それなのに、あえてこの場所を選んでいる。
そこにはどんな理由があるのか。
ルマの笑顔を伺うに、何も考えていないようなまっすぐなにこやか顔で過ごしている。
日暮れ時になっても、この様相は全く変わることがなかった。
三件向こうの服飾店には、常連らしき客が入っていったこと以外に周囲にも変わりはない。
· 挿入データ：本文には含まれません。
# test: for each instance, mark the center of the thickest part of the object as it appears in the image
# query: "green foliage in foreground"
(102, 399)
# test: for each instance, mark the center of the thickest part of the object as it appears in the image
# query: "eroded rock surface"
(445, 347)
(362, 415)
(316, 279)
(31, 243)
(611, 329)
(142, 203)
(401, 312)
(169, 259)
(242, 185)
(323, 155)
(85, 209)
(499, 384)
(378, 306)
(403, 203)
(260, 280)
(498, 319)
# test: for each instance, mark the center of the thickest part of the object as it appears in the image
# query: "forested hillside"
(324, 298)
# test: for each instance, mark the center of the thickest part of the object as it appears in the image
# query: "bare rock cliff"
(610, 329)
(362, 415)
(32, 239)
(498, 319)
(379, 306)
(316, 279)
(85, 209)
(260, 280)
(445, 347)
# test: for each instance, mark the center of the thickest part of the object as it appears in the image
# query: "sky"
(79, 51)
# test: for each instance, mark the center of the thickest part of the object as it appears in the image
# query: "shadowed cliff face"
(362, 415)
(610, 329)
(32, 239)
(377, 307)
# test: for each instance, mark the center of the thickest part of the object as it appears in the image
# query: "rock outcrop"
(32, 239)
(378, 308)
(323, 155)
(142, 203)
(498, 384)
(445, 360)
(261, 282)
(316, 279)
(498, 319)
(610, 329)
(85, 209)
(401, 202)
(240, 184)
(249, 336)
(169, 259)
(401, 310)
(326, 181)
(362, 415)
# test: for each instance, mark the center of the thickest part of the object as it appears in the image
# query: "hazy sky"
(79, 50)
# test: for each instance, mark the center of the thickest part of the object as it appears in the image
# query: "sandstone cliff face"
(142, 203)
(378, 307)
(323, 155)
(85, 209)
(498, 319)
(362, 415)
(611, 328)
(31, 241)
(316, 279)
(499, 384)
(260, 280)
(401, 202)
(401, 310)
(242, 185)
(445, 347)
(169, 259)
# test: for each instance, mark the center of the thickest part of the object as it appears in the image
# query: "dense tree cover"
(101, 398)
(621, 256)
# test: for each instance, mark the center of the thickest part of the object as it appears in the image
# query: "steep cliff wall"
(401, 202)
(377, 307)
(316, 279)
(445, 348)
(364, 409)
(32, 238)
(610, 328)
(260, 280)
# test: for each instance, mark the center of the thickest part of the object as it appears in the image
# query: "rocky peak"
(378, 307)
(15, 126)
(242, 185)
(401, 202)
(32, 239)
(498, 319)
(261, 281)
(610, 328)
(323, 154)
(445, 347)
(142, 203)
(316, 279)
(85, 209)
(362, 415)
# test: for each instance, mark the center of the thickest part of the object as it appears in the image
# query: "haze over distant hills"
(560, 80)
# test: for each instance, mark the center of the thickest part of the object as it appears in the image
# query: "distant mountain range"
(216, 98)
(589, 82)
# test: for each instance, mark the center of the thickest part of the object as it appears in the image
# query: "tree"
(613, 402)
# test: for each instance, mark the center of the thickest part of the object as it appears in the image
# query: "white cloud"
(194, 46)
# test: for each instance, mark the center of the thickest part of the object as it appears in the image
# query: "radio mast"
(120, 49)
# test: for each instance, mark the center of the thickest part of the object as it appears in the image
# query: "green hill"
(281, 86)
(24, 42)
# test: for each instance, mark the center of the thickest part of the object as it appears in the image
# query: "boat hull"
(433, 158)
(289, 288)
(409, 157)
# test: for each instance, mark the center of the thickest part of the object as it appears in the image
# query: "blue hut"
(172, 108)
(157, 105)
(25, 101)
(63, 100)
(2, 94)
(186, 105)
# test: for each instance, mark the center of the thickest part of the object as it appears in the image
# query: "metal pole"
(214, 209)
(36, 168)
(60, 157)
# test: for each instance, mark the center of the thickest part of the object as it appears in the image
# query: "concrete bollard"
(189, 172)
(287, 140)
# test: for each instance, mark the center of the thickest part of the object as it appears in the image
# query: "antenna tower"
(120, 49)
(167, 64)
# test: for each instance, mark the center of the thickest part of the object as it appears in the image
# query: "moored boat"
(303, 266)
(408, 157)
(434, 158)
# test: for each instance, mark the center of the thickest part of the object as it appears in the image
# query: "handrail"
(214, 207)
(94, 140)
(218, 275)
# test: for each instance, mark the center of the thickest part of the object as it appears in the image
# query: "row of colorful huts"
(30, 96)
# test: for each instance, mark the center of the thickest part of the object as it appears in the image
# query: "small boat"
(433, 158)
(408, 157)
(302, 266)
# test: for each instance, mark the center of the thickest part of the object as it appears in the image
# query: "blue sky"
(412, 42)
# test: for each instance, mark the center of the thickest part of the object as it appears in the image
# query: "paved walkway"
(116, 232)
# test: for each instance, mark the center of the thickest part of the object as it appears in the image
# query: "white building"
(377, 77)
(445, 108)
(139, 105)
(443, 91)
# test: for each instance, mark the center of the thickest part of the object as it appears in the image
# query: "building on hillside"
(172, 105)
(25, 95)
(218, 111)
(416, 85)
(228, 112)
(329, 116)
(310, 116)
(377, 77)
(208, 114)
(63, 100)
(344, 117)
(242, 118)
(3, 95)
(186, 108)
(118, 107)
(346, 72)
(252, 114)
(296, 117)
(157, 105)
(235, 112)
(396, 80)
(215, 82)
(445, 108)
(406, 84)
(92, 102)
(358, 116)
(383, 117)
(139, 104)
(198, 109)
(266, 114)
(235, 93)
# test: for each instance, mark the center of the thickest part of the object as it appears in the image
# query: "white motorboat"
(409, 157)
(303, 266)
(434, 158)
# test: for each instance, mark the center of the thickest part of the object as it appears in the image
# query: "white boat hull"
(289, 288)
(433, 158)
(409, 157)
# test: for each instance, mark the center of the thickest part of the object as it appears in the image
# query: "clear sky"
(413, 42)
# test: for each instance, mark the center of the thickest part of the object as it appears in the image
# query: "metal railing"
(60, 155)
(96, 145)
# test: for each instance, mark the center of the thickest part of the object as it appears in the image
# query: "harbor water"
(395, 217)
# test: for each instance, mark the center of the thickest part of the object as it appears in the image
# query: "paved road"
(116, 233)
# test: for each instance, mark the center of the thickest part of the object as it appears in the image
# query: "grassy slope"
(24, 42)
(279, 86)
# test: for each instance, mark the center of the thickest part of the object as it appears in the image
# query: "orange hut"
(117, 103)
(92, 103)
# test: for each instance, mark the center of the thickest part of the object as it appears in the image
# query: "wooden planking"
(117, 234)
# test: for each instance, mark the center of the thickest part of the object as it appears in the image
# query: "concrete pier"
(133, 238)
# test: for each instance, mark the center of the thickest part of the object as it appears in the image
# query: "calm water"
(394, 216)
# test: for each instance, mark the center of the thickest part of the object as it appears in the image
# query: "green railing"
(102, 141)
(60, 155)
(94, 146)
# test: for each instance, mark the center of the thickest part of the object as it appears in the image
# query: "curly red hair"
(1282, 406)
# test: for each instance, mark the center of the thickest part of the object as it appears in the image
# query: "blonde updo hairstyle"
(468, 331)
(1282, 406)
服飾店から出てきた客は慣れた手振りで、荷物運びに購入した荷物を任せている。
服飾店の店主も、店先までお見送りをしている。
客のほうも互いに礼を交わして去っていった。
荷物持ちは荷車に乗せた荷物を引いて、ゆっくりと去っていった。
その姿をルマも見送っていた。
羨ましさや悔しさを微塵も感じさせず、にこやかな顔でその様を見守り続けていた。
何の思惑があって、あるいは何の意図があってこの場所なのか。
ルマの表情や動向からは、何も伺い知ることは出来ない。
ルマは再び店の中に消える。
店内でもにこやかな顔で、店奥に座っているだけ。
日が暮れて、夜になる。
この時間にもなると、この地区は静まり返る。
公営市場の賑わいもだいぶ落ち着き、国営市場は賑わいが深まる。
近所の店は夜の市場へと消える準備のためか、そのほとんどが店を閉めている。
そうして何も動くことなく、国営市場での2日目は終わっていく。